Língua Franca em Tempos de Comunicação Global

30 de março de 2012
Por: Naomi Doy | Seção: Depoimentos, webtown | Tags: , ,

Karl Marx já teorizava que aptidão em língua estrangeira é arma para se engajar em luta de classes, mas, em tempos de Guerra Fria, o inglês foi banido da China, taxado como “língua imperialista”. Contudo, a língua da Albion sempre fascinou os chineses. O próprio Mao Tse Tung teria sido ávido aprendiz do inglês. Abertura política iniciada a partir de 1978 por Deng Xiaoping tirou chineses de longo isolamento, permitiu-lhes estudar em universidades estrangeiras. Inglês se tornou janela para o mundo.

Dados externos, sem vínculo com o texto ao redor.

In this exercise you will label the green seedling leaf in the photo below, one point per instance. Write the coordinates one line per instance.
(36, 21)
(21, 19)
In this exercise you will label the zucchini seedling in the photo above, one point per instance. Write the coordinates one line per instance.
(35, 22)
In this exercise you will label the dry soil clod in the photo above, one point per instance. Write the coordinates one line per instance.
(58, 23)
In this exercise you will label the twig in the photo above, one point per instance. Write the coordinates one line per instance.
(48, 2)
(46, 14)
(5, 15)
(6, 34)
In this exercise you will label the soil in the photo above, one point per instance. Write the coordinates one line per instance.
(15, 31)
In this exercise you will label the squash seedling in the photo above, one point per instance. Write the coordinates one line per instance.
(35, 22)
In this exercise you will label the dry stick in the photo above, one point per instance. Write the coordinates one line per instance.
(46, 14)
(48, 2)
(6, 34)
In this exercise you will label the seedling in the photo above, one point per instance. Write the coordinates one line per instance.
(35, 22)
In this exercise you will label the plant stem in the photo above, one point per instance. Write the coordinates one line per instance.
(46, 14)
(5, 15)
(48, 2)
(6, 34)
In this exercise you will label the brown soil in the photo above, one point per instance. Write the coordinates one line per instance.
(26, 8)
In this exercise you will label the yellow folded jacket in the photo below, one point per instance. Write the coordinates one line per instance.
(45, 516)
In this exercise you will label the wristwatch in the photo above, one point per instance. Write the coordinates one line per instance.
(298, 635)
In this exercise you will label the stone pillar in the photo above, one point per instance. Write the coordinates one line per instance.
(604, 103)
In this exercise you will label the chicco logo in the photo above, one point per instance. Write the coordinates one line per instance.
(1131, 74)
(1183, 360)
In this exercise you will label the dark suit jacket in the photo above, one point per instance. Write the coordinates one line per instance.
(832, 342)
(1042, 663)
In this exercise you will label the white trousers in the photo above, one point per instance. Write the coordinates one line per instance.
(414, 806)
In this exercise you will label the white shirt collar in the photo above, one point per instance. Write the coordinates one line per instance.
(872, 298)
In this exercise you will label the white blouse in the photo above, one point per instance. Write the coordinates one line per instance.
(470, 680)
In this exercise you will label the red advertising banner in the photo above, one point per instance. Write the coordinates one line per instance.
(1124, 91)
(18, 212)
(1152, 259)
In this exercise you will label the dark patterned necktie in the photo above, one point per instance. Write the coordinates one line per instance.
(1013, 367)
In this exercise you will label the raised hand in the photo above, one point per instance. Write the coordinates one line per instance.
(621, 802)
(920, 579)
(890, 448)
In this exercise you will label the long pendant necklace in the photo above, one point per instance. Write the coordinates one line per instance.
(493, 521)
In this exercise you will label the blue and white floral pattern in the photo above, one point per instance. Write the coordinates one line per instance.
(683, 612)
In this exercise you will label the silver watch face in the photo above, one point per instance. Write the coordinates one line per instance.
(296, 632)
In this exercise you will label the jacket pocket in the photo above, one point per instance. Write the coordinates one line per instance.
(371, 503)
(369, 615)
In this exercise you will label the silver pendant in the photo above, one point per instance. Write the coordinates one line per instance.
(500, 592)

Programas de aprendizado da língua inglesa, como o Follow Me, da BBC, viraram ícones no país, milhões de chineses seguiam pela tevê, três vezes por semana. Nos anos 1980, proficiência em inglês se tornou pré-requisito para ensino colegial, a seguir para admissão em universidades. Logo, não falar a língua se tornaria forte obstáculo para obtenção de títulos profissionais. Competência em inglês é tão vital que pais se sacrificam para colocar crianças em escolas bilíngues caras, enquanto jovens e maduros se atropelam em centros de aprimoramento dessa língua. Todavia, se questiona o exagero dado à proficiência do inglês como segunda língua (En route to English, China Daily, 23/março/2012).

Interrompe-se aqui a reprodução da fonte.